Counties across Kenya are slated to receive a total of Sh415 billion after President William Ruto signed into law the Division of Revenue Bill 2025.

The bill was assented to during a ceremony at State House Nairobi, in what now unlocks a significant stage in Kenya’s budgeting process.

This legislation sets the rules on how money collected by the national government is shared between the two levels of government; the national and the county governments.

The regulation ensures that both levels of government receive their fair share and can continue to deliver services like healthcare, roads, agriculture, and water.

Under the new law for 2025, the national government headed by President William Ruto will take home Sh2.3 trillion while counties will share out Sh415 billion.

Another Sh9.6 billion will be channeled to the Equalisation Fund to support marginalised areas of the country.

This latest figure for counties is an increase from the initial proposal of Sh405.1 billion and also higher than the amount that was allocated for the devlved units in the 2024 allocation.

The original Bill, sponsored by Alego Usonga MP Samuel Atandi, had proposed a total shareable revenue of Sh2.84 trillion causing friction between the two governance levels.

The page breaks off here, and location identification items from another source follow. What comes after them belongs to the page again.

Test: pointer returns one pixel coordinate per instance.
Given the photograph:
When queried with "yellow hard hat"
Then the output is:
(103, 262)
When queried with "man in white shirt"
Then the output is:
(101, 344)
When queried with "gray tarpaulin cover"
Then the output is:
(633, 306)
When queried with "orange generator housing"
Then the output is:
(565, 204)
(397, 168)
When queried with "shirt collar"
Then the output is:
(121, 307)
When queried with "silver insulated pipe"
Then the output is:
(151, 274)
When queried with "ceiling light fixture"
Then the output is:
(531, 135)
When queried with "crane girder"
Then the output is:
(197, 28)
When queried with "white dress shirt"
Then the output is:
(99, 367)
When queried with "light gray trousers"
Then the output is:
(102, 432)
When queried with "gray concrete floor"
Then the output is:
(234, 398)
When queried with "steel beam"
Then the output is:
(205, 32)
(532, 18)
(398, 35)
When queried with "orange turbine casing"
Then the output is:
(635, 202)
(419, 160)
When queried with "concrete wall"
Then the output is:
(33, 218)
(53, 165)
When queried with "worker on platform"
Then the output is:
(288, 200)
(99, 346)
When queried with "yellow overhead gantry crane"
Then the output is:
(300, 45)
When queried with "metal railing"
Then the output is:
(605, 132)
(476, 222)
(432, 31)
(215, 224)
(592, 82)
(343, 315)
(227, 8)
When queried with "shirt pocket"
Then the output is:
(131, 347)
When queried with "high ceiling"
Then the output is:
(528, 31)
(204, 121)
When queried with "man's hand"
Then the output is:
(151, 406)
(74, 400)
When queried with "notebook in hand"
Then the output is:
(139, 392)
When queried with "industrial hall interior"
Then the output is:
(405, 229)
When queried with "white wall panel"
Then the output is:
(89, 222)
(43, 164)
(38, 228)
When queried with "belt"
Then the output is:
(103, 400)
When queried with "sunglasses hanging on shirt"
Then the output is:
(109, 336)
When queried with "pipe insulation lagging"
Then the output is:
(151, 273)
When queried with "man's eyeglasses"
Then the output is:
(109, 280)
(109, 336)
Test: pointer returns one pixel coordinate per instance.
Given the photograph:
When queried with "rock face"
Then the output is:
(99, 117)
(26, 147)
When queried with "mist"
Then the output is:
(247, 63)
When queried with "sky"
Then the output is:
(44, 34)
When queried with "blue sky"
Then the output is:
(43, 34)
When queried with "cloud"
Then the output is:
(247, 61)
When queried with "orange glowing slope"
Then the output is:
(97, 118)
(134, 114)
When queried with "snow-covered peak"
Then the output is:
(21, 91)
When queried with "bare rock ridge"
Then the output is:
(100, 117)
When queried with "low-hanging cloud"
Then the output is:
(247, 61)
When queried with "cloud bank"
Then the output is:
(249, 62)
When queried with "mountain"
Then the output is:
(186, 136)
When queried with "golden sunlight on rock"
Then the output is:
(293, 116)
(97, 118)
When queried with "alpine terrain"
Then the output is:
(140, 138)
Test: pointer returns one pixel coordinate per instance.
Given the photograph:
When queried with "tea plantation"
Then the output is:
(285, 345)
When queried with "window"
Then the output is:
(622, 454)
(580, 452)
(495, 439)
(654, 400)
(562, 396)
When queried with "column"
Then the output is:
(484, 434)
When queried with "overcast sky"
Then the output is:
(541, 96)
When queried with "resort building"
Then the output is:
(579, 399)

That version suggested Sh2.42 trillion for the national government and Sh405.1 billion for counties, which represented an increase of Sh17.6 billion from the previous year’s figure.

However, the National Assembly Finance Committee later revised the revenue projections downwards to Sh2.76 trillion for the 2025-2026 financial year.

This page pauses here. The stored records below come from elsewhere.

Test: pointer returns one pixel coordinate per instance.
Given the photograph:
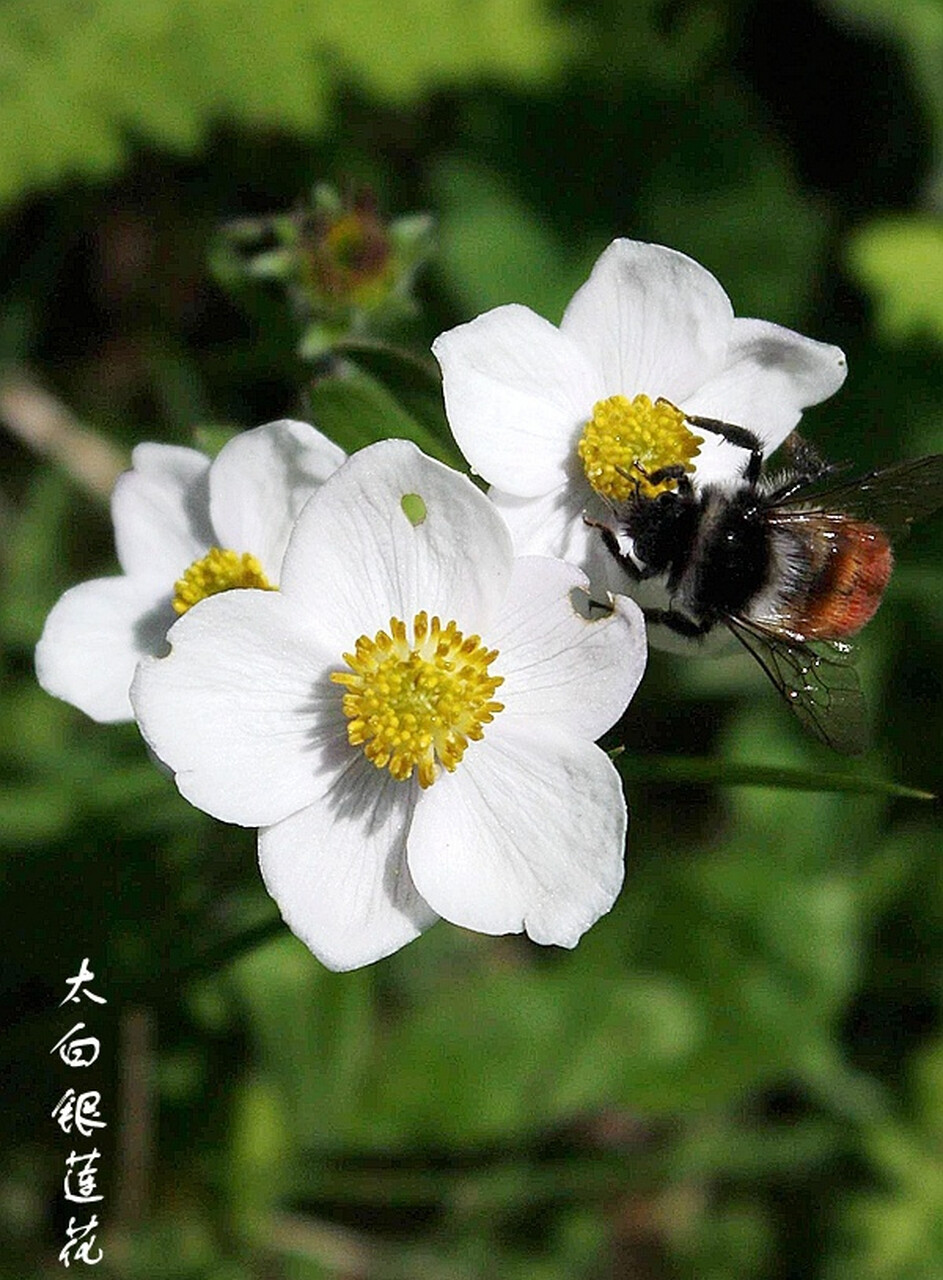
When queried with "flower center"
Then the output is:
(627, 439)
(218, 571)
(411, 705)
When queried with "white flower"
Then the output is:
(520, 393)
(410, 720)
(169, 511)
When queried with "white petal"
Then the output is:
(527, 833)
(770, 375)
(554, 661)
(356, 560)
(161, 511)
(260, 481)
(338, 871)
(95, 636)
(549, 525)
(242, 708)
(651, 320)
(517, 394)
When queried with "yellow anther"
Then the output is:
(625, 435)
(416, 705)
(218, 571)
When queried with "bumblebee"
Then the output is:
(792, 565)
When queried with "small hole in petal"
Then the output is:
(413, 508)
(590, 606)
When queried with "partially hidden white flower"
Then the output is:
(554, 419)
(411, 720)
(184, 528)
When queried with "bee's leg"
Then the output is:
(808, 467)
(612, 544)
(740, 435)
(673, 471)
(678, 624)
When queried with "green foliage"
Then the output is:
(737, 1073)
(900, 261)
(81, 80)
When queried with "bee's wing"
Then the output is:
(815, 680)
(892, 498)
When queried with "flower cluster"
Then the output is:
(399, 680)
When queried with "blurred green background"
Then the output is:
(740, 1072)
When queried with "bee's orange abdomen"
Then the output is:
(850, 581)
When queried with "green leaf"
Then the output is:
(495, 250)
(732, 773)
(356, 410)
(81, 80)
(900, 263)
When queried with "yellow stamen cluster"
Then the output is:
(411, 705)
(630, 439)
(218, 571)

They explained that tax collections were lower than forecast, forcing the government to scale back, even as the 47 counties received more funding in the final version of the Bill.

That is because the Senate updated the base year used to calculate county allocations.

Instead of relying on the 2020/2021 revenue figures, which stood at Sh1.57 trillion, the Senate pushed for the more recent 2021/2022 figures, which were higher at Sh1.92 trillion.

The focus now shifts to the County Allocation of Revenue Bill, which will indicate how the Sh415 billion will be split among the 47 devolved units.

Each of the county governments will receive its portion of the allocated funds based on factors population size, poverty levels, land area, and ability to raise its own revenue etc.

President Ruto’s signing of the Bill into law is expected to ease tensions between the national and county governments over prolonged delays in releasing devolved moneys.

The move also comes when counties have been pushing the national administration to disburse monies faster to enable them pay salaries, suppliers, and fund development.